The city had fallen and the vertical river had given birth to the lake. Underground canals were still supplying it and the overflow escaped by a little brook running along the lowermost valley. Dyoto had been destroyed. The force which had upheld its buildings over a kilometer in the air had failed. It had all happened long ago, perhaps a century, to judge by the density of the vegetation.
Sadly Corson recalled its lively streets, the swarms of floaters which poured from it like bees from a hive, that store where he had stolen food, that mechanical voice which had so courteously reprimanded him. And he thought of the women he had met there.
Dyoto was dead like so many other cities overwhelmed by the tempest of war. Perhaps at the bottom of that lake reposed the body of Floria Van Nelle, who had by chance introduced him to the strangeness of this world.
The old Urian had been lying. His smile had been false. The war had occurred and the humans had lost. It must be so, if their cities were in ruins.
He hoped Floria had not had time to realize what was happening. She was unprepared for this or any war. If she had survived for a while, it would have been as a plaything for Veran’s mercenaries, or worse still as a victim of the pitiless crusaders serving whoever had taken Ngal R’nda’s place.
So he had failed.
With an effort he resisted the impulse to jump back into the past. He remembered his dream of a city being destroyed and the cry of its inhabitants, who, too late, were foreseeing their doom. Sweat ran down his face. He could not go back now; he had an appointment in the future which he could not escape. Up there, with the Council if it proved still to be in existence, he would have to discuss the problem and find out whether the lumbering wagon of history might yet be diverted down another road. Then there would be time to come back and discover what had gone amiss.
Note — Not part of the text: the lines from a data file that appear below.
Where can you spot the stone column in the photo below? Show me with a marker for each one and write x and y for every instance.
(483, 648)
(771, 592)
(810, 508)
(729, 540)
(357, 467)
And even if he could accomplish nothing more, he could kill Veran. A cracked bell rang in his head. If he killed Veran he himself would die. This collar would pierce his neck with poisoned spikes. He was not even supposed to think of fighting Veran without killing himself. He could not quit now.
He suppressed his lust for vengeance. Exhausted, he remounted the pegasone and urged it onward.
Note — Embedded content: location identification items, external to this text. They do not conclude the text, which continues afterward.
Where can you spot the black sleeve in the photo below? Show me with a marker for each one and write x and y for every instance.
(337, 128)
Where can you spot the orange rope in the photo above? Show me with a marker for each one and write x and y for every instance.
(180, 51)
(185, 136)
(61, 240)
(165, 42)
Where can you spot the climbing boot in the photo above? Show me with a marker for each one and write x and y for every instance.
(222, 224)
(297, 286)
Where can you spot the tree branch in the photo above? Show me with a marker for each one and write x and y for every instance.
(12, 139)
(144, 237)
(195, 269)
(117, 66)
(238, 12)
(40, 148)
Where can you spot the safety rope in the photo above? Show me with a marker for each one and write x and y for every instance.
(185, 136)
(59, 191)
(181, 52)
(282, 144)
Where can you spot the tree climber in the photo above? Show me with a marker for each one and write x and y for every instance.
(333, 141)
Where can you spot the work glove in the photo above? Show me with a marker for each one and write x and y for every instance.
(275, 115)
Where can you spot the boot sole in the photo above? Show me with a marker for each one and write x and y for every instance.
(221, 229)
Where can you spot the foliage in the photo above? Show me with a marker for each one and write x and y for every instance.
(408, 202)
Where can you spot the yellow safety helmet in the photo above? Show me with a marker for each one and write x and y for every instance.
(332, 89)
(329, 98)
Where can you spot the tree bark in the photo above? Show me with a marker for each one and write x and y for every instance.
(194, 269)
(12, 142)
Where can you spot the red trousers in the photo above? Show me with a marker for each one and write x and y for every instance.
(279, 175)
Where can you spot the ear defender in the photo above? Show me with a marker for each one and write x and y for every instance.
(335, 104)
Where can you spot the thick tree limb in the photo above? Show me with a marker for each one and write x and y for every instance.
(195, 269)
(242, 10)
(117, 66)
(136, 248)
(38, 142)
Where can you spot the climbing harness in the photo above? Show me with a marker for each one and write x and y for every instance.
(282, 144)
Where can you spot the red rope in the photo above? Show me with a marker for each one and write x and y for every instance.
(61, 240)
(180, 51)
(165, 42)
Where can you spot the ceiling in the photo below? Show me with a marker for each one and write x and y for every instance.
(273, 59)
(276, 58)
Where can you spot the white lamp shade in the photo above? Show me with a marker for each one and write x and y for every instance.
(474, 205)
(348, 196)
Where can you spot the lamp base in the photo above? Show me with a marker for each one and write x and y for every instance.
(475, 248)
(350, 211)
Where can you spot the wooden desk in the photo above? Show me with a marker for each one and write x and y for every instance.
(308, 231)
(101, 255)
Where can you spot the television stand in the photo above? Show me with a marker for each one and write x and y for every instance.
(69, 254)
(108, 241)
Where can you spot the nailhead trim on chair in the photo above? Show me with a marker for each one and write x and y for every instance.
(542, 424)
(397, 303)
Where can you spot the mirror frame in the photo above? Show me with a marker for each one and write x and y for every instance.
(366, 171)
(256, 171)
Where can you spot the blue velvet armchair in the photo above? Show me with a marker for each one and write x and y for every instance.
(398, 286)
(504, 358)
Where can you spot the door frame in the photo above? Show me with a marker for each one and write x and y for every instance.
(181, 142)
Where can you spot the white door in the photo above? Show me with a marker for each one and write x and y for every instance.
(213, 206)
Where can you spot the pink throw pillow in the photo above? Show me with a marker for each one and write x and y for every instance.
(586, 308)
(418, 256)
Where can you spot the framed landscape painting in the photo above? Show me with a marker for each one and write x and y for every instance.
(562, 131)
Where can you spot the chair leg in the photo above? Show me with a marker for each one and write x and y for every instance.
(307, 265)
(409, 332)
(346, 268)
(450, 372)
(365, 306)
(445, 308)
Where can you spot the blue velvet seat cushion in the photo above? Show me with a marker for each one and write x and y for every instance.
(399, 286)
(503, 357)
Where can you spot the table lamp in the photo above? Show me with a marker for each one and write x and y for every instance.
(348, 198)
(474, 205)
It went forward sullenly, and for the first time Corson noticed how gray everything was around him. In the impenetrable fog of the centuries, where nights and days were intermingled, he felt the pegasone escape from his control. His fingers tugged on its tendrils, but in vain. The beast, whether from fatigue or under the command of another will, threatened to lock into the present. Disheartened, he let it do so.
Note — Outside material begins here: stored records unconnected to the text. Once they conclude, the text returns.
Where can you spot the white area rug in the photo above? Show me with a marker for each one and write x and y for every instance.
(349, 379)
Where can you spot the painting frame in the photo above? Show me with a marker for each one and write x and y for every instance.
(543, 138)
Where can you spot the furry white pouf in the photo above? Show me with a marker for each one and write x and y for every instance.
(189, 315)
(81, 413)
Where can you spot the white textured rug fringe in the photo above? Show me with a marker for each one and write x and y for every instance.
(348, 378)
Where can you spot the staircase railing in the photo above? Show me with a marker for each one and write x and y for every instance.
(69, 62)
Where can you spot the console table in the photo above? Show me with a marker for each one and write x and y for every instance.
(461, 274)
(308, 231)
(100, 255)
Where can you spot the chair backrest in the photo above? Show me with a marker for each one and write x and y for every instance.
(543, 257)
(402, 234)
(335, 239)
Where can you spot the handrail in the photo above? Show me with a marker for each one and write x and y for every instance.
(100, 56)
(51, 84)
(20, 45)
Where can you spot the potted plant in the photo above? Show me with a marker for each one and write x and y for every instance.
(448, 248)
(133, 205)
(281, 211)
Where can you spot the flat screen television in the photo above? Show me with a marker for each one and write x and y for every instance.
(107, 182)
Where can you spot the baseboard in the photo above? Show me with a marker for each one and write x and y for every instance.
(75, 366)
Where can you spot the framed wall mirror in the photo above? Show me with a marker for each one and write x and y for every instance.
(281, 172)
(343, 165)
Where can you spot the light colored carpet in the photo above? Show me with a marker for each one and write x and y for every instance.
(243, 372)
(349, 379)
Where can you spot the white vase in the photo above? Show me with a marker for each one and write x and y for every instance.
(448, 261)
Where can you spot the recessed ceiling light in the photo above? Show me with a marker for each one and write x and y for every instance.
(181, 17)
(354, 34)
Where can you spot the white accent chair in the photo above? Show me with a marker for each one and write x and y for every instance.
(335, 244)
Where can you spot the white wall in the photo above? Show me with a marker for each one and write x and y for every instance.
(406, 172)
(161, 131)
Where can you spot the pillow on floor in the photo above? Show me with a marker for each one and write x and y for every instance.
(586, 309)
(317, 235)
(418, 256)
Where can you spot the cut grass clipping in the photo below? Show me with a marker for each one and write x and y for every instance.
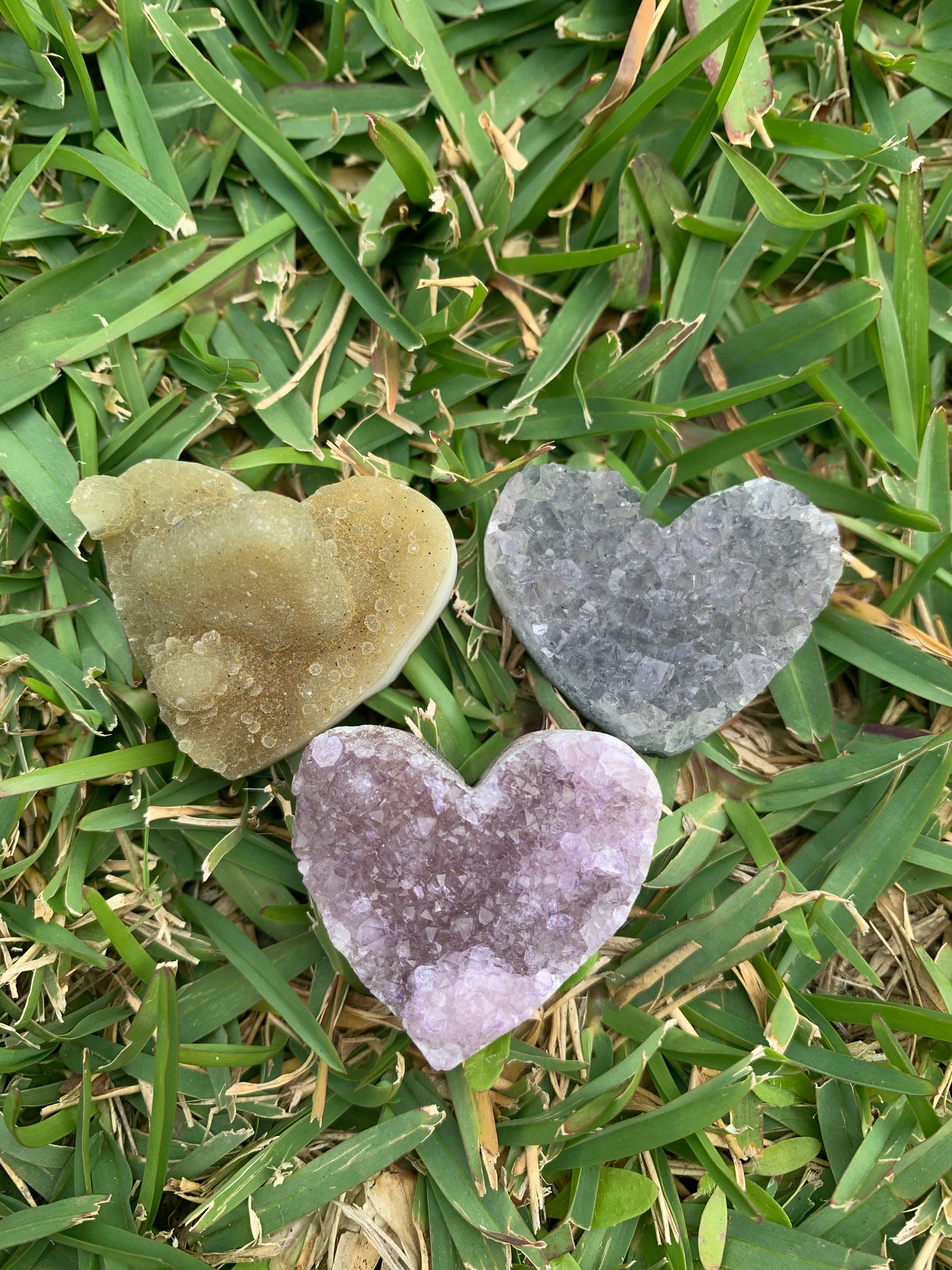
(690, 243)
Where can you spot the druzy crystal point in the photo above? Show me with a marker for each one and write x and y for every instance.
(260, 621)
(658, 634)
(465, 908)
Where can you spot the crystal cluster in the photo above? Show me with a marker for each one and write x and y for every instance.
(260, 621)
(465, 908)
(658, 634)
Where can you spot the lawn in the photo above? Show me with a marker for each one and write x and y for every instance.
(432, 242)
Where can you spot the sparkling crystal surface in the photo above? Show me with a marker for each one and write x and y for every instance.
(658, 634)
(465, 908)
(258, 620)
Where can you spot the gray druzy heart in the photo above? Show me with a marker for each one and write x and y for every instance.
(658, 634)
The sound of the sea, a slow and regular rhythm. He was on a long beach which the setting sun had gilded. That struck him as odd. Left to their own devices pegasones normally preferred to synch with daylight because of their appetite for energy. But this time his mount had been drawn to twilight.
He opened his eyes wide. Stretched out on the sand before him were three naked bodies, motionless. He took off his helmet, feeling the moist air on his face, and stared at them. Three naked bodies, dead for all he could tell—could this be all that remained of the Council of Uria? One man, two women, like the victims of a dreadful shipwreck, tossed ashore by the tide.